To simplify the problem, consider an Autoencoder task, where we aim to optimize the reconstruction of input data. Given $\{x_i\}_{i=1}^N$ , the goal is to minimize the reconstruction loss

\mathcal{L} = \frac{1}{N} \sum_{i=1}^N \| x_i - f(g(x_i)) \|^2

we use MSE here as the supervision signal, where $f$ is the decoder and $g$ is the encoder.

Ablations#

case 1: Encoder-Decoder Pair + Original Images#

After proper fine-tuning, the encoder-decoder pair learns to compress the input data into a latent space and then reconstruct it back to the original space.

Reconstruction results, trained on CIFAR10 for 30 epochs

case 2: Encoder-Decoder Pair + Zero-Valued Images#

Now comes another case, we employ the zero-valued images as inputs.
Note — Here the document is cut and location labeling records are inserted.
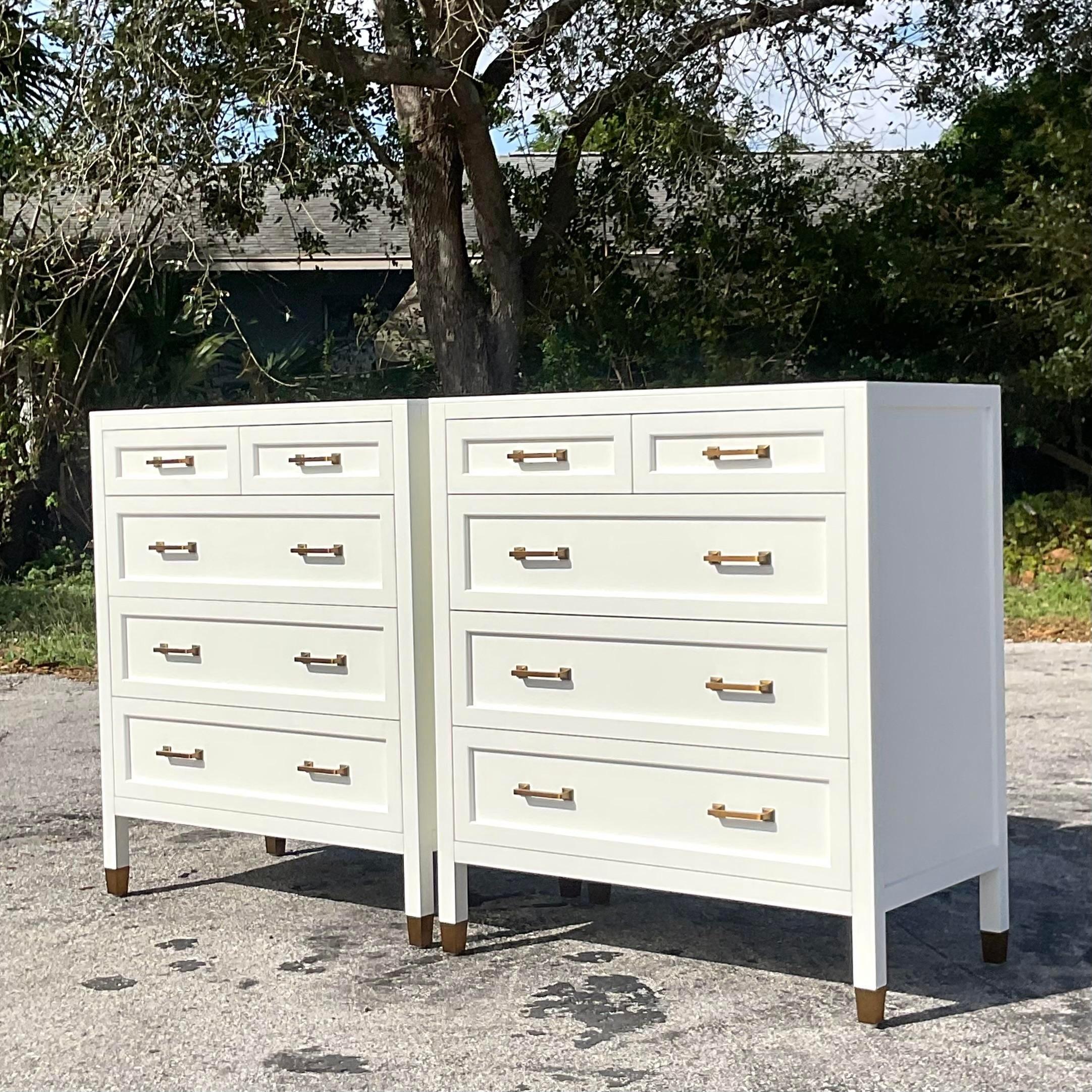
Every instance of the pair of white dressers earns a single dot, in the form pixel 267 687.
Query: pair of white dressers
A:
pixel 739 642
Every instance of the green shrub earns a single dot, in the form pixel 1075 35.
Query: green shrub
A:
pixel 1049 533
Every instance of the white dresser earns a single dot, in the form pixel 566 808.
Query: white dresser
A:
pixel 742 642
pixel 265 628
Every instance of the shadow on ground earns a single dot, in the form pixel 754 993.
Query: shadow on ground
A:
pixel 933 945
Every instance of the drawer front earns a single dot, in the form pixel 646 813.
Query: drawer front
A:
pixel 244 760
pixel 317 459
pixel 649 804
pixel 540 454
pixel 250 548
pixel 646 556
pixel 740 451
pixel 171 461
pixel 250 654
pixel 654 680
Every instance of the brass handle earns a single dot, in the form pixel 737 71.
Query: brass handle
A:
pixel 764 686
pixel 715 557
pixel 337 771
pixel 760 451
pixel 720 812
pixel 193 650
pixel 521 553
pixel 306 658
pixel 519 456
pixel 334 459
pixel 522 673
pixel 525 790
pixel 160 461
pixel 196 756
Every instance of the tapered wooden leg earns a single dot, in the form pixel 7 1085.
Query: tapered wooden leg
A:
pixel 421 930
pixel 117 881
pixel 870 1005
pixel 453 937
pixel 599 895
pixel 995 947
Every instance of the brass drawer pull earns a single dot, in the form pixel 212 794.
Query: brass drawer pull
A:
pixel 306 658
pixel 163 547
pixel 525 790
pixel 303 550
pixel 719 812
pixel 193 650
pixel 760 451
pixel 332 771
pixel 160 461
pixel 715 557
pixel 521 553
pixel 522 673
pixel 561 454
pixel 765 686
pixel 195 756
pixel 334 460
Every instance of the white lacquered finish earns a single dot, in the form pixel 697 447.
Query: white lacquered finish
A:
pixel 546 454
pixel 740 451
pixel 834 674
pixel 311 460
pixel 251 548
pixel 172 462
pixel 785 556
pixel 250 655
pixel 263 603
pixel 648 679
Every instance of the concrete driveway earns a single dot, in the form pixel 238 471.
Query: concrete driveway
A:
pixel 227 969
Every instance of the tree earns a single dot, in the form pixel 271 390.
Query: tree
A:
pixel 392 105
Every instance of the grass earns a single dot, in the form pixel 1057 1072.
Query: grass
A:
pixel 51 624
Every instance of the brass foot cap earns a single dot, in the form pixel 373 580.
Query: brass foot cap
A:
pixel 995 947
pixel 421 930
pixel 870 1005
pixel 117 881
pixel 453 937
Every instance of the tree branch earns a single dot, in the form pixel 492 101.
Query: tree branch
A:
pixel 541 31
pixel 652 66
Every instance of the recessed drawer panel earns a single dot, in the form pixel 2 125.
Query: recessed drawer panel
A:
pixel 540 454
pixel 778 688
pixel 740 451
pixel 775 817
pixel 764 558
pixel 249 761
pixel 293 550
pixel 171 461
pixel 327 660
pixel 317 459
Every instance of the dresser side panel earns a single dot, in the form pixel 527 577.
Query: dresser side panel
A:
pixel 936 634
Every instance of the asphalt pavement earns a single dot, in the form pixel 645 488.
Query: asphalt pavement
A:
pixel 227 969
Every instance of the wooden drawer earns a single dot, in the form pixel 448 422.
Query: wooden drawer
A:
pixel 171 461
pixel 646 556
pixel 317 459
pixel 248 548
pixel 245 654
pixel 540 454
pixel 649 804
pixel 647 679
pixel 249 762
pixel 740 451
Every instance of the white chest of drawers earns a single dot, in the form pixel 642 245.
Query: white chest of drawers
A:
pixel 741 642
pixel 265 628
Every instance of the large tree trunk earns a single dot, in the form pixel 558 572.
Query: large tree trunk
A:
pixel 474 323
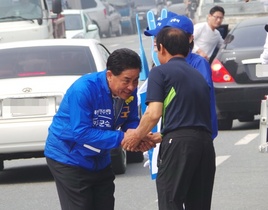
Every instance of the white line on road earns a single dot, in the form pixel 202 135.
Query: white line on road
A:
pixel 221 159
pixel 248 138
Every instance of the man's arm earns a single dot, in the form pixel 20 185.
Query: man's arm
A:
pixel 133 137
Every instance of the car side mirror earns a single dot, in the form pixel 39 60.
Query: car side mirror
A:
pixel 92 27
pixel 169 3
pixel 56 6
pixel 228 39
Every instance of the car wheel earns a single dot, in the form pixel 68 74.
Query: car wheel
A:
pixel 134 157
pixel 109 32
pixel 119 32
pixel 119 160
pixel 1 165
pixel 225 124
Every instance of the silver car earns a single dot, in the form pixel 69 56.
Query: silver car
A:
pixel 34 76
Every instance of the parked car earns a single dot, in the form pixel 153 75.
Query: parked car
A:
pixel 238 89
pixel 79 25
pixel 34 76
pixel 99 14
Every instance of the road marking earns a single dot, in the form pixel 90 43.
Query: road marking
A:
pixel 221 159
pixel 248 138
pixel 114 45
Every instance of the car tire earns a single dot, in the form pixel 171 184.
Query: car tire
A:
pixel 225 124
pixel 119 161
pixel 134 157
pixel 1 165
pixel 119 32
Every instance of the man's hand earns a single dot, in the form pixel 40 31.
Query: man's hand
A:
pixel 131 140
pixel 202 53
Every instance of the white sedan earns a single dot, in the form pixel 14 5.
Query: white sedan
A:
pixel 34 76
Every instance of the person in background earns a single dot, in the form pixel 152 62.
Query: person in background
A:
pixel 26 9
pixel 180 95
pixel 206 36
pixel 191 8
pixel 264 55
pixel 94 114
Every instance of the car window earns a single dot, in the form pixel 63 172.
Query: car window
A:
pixel 46 61
pixel 255 37
pixel 144 3
pixel 73 22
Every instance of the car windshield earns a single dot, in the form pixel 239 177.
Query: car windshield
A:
pixel 145 3
pixel 73 22
pixel 46 61
pixel 255 37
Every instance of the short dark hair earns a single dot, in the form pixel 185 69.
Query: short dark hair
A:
pixel 123 59
pixel 216 9
pixel 174 40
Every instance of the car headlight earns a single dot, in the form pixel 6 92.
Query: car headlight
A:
pixel 79 36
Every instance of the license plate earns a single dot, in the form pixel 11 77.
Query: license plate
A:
pixel 16 107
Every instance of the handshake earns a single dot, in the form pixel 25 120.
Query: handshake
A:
pixel 134 142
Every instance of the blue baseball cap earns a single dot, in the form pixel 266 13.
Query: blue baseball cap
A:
pixel 175 21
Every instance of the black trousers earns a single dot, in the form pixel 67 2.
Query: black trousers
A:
pixel 80 189
pixel 186 169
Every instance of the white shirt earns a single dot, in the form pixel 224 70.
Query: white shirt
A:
pixel 206 39
pixel 264 55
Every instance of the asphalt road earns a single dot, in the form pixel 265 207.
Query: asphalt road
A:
pixel 240 183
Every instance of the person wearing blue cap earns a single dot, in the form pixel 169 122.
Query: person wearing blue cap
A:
pixel 195 60
pixel 180 95
pixel 202 66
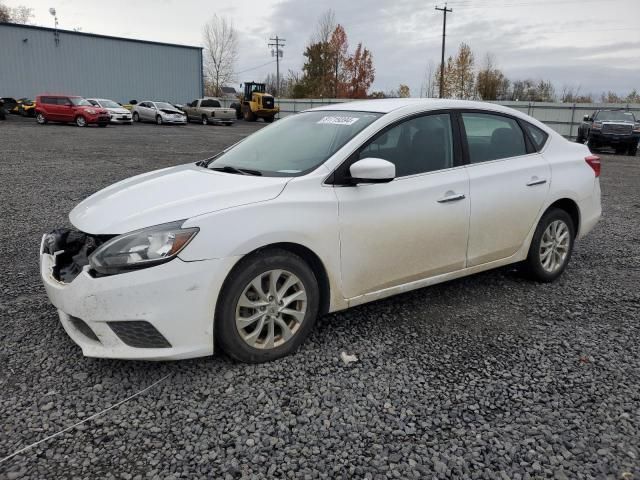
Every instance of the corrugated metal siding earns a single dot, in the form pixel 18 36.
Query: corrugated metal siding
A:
pixel 94 66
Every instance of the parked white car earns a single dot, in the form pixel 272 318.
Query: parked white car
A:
pixel 350 203
pixel 158 112
pixel 118 113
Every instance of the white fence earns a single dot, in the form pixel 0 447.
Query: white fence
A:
pixel 564 118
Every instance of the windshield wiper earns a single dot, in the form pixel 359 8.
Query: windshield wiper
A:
pixel 237 171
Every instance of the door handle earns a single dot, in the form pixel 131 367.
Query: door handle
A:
pixel 451 197
pixel 536 181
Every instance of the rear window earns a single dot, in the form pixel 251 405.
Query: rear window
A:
pixel 210 104
pixel 538 135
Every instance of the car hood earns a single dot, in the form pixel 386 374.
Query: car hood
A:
pixel 119 110
pixel 170 110
pixel 168 195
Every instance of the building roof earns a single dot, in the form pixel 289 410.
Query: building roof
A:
pixel 73 32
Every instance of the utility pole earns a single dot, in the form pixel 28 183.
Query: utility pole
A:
pixel 444 34
pixel 278 53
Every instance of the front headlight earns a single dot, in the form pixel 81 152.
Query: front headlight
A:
pixel 142 248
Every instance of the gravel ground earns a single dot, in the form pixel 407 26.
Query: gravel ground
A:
pixel 486 377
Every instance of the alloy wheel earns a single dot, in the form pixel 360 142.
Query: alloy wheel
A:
pixel 271 309
pixel 554 246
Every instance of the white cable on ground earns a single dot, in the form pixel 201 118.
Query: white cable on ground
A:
pixel 18 452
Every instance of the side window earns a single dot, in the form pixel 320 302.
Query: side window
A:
pixel 422 144
pixel 492 137
pixel 538 136
pixel 210 103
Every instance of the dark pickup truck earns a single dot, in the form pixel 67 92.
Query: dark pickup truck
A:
pixel 617 129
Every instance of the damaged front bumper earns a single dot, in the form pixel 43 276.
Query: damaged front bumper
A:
pixel 158 313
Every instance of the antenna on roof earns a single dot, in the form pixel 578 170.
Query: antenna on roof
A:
pixel 56 34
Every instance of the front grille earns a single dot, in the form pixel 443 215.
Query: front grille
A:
pixel 613 128
pixel 83 328
pixel 267 102
pixel 139 334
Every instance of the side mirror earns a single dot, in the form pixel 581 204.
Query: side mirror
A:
pixel 372 170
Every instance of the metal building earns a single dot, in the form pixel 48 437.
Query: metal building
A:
pixel 36 60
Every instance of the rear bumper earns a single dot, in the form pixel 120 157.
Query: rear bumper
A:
pixel 590 211
pixel 176 300
pixel 613 138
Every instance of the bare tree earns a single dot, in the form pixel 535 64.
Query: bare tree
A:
pixel 325 28
pixel 220 53
pixel 428 88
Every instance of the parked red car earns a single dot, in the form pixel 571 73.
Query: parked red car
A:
pixel 67 109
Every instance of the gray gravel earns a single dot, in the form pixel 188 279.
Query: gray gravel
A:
pixel 486 377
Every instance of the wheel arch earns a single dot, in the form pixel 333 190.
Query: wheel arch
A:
pixel 572 208
pixel 308 255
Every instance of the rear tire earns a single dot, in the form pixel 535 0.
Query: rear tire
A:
pixel 249 116
pixel 551 246
pixel 255 326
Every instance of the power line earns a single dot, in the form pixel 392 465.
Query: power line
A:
pixel 255 68
pixel 277 43
pixel 444 34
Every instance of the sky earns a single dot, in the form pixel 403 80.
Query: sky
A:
pixel 590 45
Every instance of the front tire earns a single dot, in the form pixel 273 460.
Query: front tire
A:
pixel 551 246
pixel 268 306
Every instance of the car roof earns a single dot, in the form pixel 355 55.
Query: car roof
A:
pixel 417 105
pixel 387 105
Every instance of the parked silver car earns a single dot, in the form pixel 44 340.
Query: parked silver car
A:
pixel 158 112
pixel 117 112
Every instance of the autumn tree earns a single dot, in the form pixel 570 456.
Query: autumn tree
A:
pixel 329 70
pixel 19 14
pixel 360 72
pixel 338 46
pixel 463 81
pixel 448 85
pixel 220 53
pixel 491 84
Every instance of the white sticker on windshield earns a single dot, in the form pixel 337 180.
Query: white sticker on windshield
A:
pixel 338 120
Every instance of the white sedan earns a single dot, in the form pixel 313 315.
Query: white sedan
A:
pixel 349 203
pixel 118 113
pixel 158 112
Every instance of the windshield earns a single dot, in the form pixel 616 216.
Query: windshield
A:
pixel 109 104
pixel 81 102
pixel 615 115
pixel 297 144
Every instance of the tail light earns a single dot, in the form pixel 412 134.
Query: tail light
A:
pixel 594 162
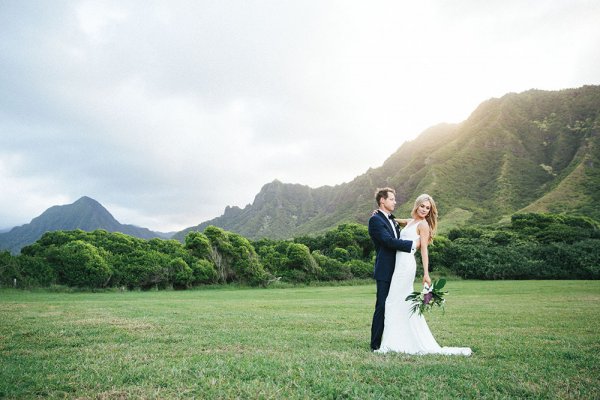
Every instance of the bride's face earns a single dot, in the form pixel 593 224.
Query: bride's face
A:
pixel 423 209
We compare two scenarios here, one with the original images as the test inputs, while the other uses zero-valued images as the test inputs as well.

Reconstruction results, trained on CIFAR10 for 30 epochs, original images input

Reconstruction results, trained on CIFAR10 for 30 epochs, zero-valued images input

Both of the results look quite similar, with the majority of the pixels valued around $0.5$ , indicating a lack of meaningful information in the generated images. This suggests that the model has learned to generate a constant output, which is not very useful.

case 3: Decoder Only + Original Images#

In this case, we remove the encoder and only use the decoder to generate outputs. We use one-hot class labels and Gaussian random noises as inputs to the decoder. And the reconstruction loss is still defined as the MSE between the generated outputs and the original images.

Reconstruction results, trained on CIFAR10 for 30 epochs, decoder-only

It could be observed that the generated images are still unable to reconstruct the given images, with most of the pixels valued around $0.5$ same as the previous case. This indicates that the decoder alone is not sufficient to generate meaningful outputs, as it lacks the context provided by the encoder, but the synthesized images looks more diverse and more similar to the original ones than the previous cases.

Analysis#

The above phononemenon can be explained by the following theoretical analysis. Expand the reconstruction loss function,

\mathcal{L} = \frac{1}{N} \sum_{i=1}^N \| x_i - \hat x \|^2 = \hat x^\top \hat x - \frac{2}{N} \sum_{i=1}^N x_i^\top \hat x + \frac{1}{N} \sum_{i=1}^N x_i^\top x_i

where $\hat x = f(g(x_i))$ is the reconstructed output. From this quadratic form, we could observed that without the encoder, $\hat x$ is more like a random variable, i.e., a free parameter. The optimum for $\hat x$ is the average of the input data $\frac{1}{N} \sum_{i=1}^N x_i$ . This explains why the generated outputs are mostly constant values around $0.5$ in the previous cases.

However, when considered using encoder, the optimization problem becomes more constrained, which means $\hat x$ is not a free parameter anymore, and thus the average of the input data is not the optimum.

This indicates that the encoder plays a crucial role in providing context and structure to the generated outputs, allowing the model to learn more meaningful representations of the input data.